As Raimundi-Ortiz writes in her curatorial statement: "What struck me immediately across the selections I viewed during my studio visits with each of the artists was a sense of lift—elevation—to be more precise. While many of the subjects are captured within hostile architecture and landscapes, the level of reverence for the sitters is palpable through the lens.
These are real people living real lives, attempting a semblance of normalcy within the harsh lighting in a crab processing plant, having una cerveza fria (a cold beer) in a humble watering hole in a Southwestern community, or the familiarity of densely crowded neighborhoods. We know these places, spaces, and faces. Our individual lived experiences when applied to viewing this work pierces the veil and stretches us past the frame."
The 2023 En Foco Photography Fellowship awardees include Ángel Añazco, Tanya Bindra, Samantha Box, Ryan Frigillana, Pratya Jankong, Thalia Juárez, Ashley McLean, Eduardo L Rivera, Mateo Ruiz Gonzalez, and Ana Vallejo. Now in its third year, the Media Arts Work-in-Progress Award engages the expanding language of photography and consideration for artists of color engaged in more inclusive forms of media-making.This year's recipients include Sean-Josahi Brown, Marília Gurgel, Zoë Marie Jimenez, Nancy Ma, and Daisy Ruiz.
The accompanying exhibition F[ull] Stop, also curated by Raimundi-Ortiz, will be on view from May 18 to June 30, 2023, at WallWorks NYC, 15 Canal Place, The Bronx, New York, 10451. An opening reception will take place on May 18, 2023, from 6 to 8 PM, where the new issue will be available for purchase. Viewing is available from Tuesday to Thursday by booking an appointment at https://www.wallworksny.com/book-online or emailing [email protected].

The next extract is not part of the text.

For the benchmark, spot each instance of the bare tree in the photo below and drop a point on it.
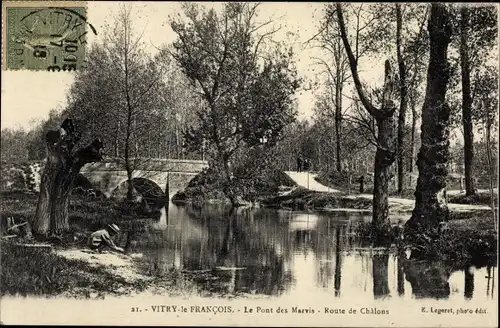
(139, 79)
(384, 117)
(64, 162)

About the curator: Wanda Raimundi-Ortiz (she/her, they/them) is an interdisciplinary visual artist whose work pulls from seventeenth- and eighteenth-century European portraiture, comic books, sketch comedy, folkloric dance, and installation to address race, bias, trauma, and healing. Her work has been exhibited at the Smithsonian National Portrait Gallery, Washington, D.C.; National Museum of Women in the Arts, Washington, D.C.; Museum of Arts and Design, New York, New York; Garage Museum of Contemporary Art, Moscow, Russia; Corcoran Gallery of Art, Washington, D.C.; Gyeongnam Art Museum, Changwon, South Korea; Museo de Arte de Puerto Rico, San Juan, Puerto Rico, among others.She earned her MFA from Rutgers University Mason Gross School of Art, New Brunswick, New Jersey.
About the essayist: As a documentary and portrait photographer, Laylah Amatullah Barrayn (she/her) focuses her inquiries on the cultures and identities within the global Black diaspora with a special interest in memory and the lived experiences of women. Her work has appeared in The New York Times, The Guardian, Le Monde, National Geographic, NPR, Vogue, and The New Yorker. Barrayn’s monograph, We Are Present: 2020 in Portraits, was published with the support of Magnum Foundation. Her work has been exhibited nationally and internationally and she is a recipient of numerous grants. Barrayn is currently completing a book on contemporary Black photographers. She holds an MA from New York University’s Tisch School of the Arts,New York, New York.